Generell ist es schon so, daß Spiele mittlerweile Kulturgut sind und die nicht auf speziellen Plattformen versumpfen dürfen. Bzw. dann halt nicht mehr angeboten werden. Wenn das eintritt, dann ist zwingend eben die weltweite Spielerschaft gefordert, diese Kulturgüter auch über Rechtegrenzen hinweg zu erhalten. Weil wir uns das wert sind. Das ist auch gut so.
Ja, mittlerweile sind Videospiele als Kulturgut anerkannt, allerdings stelle ich mir persönlich die Frage, ob eine Plattform-Exklusivität das ist, was man als versumpfen bezeichnen kann.
Denn die exklusiven Plattformen selbst sind frei zugänglich. Die Hürde ist der Kauf der entsprechenden Plattform.
Nebenbei gibt es dann die Sache mit dem geistigen Eigentum, rechtlich nochmal eine ganz andere Baustelle.
Wenn man die Mona Lisa sehen will, muss man zwingend in den Louvre gehen. Woanders wird es sie nie wieder zu sehen geben.

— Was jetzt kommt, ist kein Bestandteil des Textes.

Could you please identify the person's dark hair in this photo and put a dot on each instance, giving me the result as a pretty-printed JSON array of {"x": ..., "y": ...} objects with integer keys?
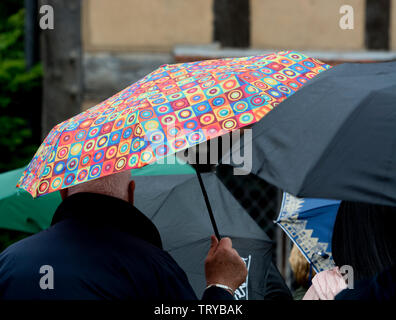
[{"x": 364, "y": 237}]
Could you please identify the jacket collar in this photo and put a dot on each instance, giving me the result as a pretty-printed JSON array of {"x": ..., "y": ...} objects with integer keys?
[{"x": 106, "y": 210}]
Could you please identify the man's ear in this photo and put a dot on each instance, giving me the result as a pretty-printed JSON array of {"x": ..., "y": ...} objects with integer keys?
[
  {"x": 63, "y": 193},
  {"x": 131, "y": 191}
]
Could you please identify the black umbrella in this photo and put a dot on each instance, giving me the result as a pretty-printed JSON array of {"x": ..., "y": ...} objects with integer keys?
[
  {"x": 334, "y": 138},
  {"x": 175, "y": 205}
]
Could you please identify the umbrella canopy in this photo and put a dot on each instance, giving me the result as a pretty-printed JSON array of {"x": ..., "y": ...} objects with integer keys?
[
  {"x": 175, "y": 205},
  {"x": 171, "y": 109},
  {"x": 335, "y": 138},
  {"x": 19, "y": 211},
  {"x": 309, "y": 224},
  {"x": 169, "y": 194}
]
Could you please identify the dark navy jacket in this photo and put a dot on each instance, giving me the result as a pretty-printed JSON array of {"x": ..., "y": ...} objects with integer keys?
[{"x": 99, "y": 247}]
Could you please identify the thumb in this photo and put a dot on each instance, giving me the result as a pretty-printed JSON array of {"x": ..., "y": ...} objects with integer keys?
[{"x": 213, "y": 245}]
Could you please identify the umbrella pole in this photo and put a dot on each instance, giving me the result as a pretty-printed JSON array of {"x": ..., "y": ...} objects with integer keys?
[{"x": 204, "y": 193}]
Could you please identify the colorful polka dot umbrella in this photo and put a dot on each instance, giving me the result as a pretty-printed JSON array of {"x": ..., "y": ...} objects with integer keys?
[{"x": 171, "y": 109}]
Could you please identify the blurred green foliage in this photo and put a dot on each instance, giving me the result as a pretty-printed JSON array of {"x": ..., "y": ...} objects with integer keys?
[
  {"x": 20, "y": 100},
  {"x": 20, "y": 93}
]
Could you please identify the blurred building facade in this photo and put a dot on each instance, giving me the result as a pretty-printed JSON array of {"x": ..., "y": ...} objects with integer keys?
[{"x": 125, "y": 39}]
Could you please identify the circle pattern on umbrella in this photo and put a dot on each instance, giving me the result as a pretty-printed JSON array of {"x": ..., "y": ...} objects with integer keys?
[{"x": 173, "y": 108}]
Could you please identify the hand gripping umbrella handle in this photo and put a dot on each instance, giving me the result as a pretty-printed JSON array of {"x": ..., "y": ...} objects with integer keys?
[{"x": 204, "y": 193}]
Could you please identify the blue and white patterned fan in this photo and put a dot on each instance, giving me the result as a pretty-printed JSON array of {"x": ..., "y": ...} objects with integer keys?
[{"x": 309, "y": 223}]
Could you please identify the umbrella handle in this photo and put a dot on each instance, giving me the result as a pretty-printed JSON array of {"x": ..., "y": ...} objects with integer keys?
[{"x": 204, "y": 193}]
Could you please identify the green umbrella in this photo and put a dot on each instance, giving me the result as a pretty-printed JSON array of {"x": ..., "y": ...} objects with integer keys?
[{"x": 20, "y": 212}]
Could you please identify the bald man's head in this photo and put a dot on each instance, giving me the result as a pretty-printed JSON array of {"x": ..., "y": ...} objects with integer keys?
[{"x": 117, "y": 185}]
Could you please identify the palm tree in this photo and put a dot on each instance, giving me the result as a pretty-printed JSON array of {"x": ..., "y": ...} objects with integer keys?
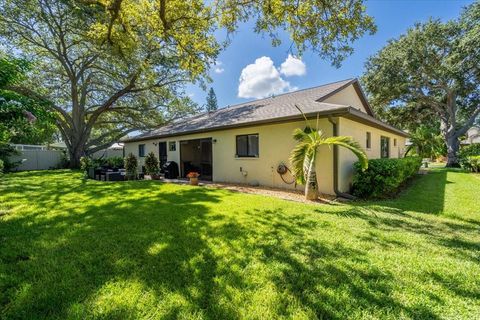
[{"x": 303, "y": 156}]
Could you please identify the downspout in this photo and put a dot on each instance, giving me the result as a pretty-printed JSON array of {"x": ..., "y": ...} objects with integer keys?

Der Vergleich hinkt zwar, da es nur eine Mona Lisa gibt, es soll aber etwas verdeutlichen, nämlich, dass es kein irgendwie natürliches Recht darauf gibt, alles für alle zugänglich machen zu müssen.
Denn Videospiele sind neben der Kulturgut-Frage inzwischen vorwiegend Konsumgüter, da ist weder etwas selten, noch besonders „wertvoll“.
Das sogenannte Kulturgut (und mehr sind Videospiele für mich auch nicht) mutierte schon lange zum reinen Konsumobjekt und zur Fließband-Produktion. Ich erachte das weder als besonders wertvoll, noch schützenswert.
Ich meine, ein Videospiel - und da will ich die Leistung der Schaffenden nicht schmälern - aber sie sind jetzt nicht gerade Beethovens 9. Sinfonie oder besagte Mona Lisa oder Dürers Ritter, Tod und Teufel. Das ist meine Meinung. Kann man natürlich auch anders sehen.
Ich glaube jedoch nicht, dass die Welt irgendwas vermisst, wenn Nintendo sagt, der Klempner bleibt bei uns, wenn Sony sagt, der Ghost of irgendwas bleibt hier oder MS sagt, der MasterChief bleibt bei uns.
Und es stellt sich eine weitere wichtige Frage, die viel zu selten gestellt wird, nämlich ob es manche Spiele ohne Exklusivität überhaupt gäbe? Kann man etwas vermissen, was es gar nicht erst gibt?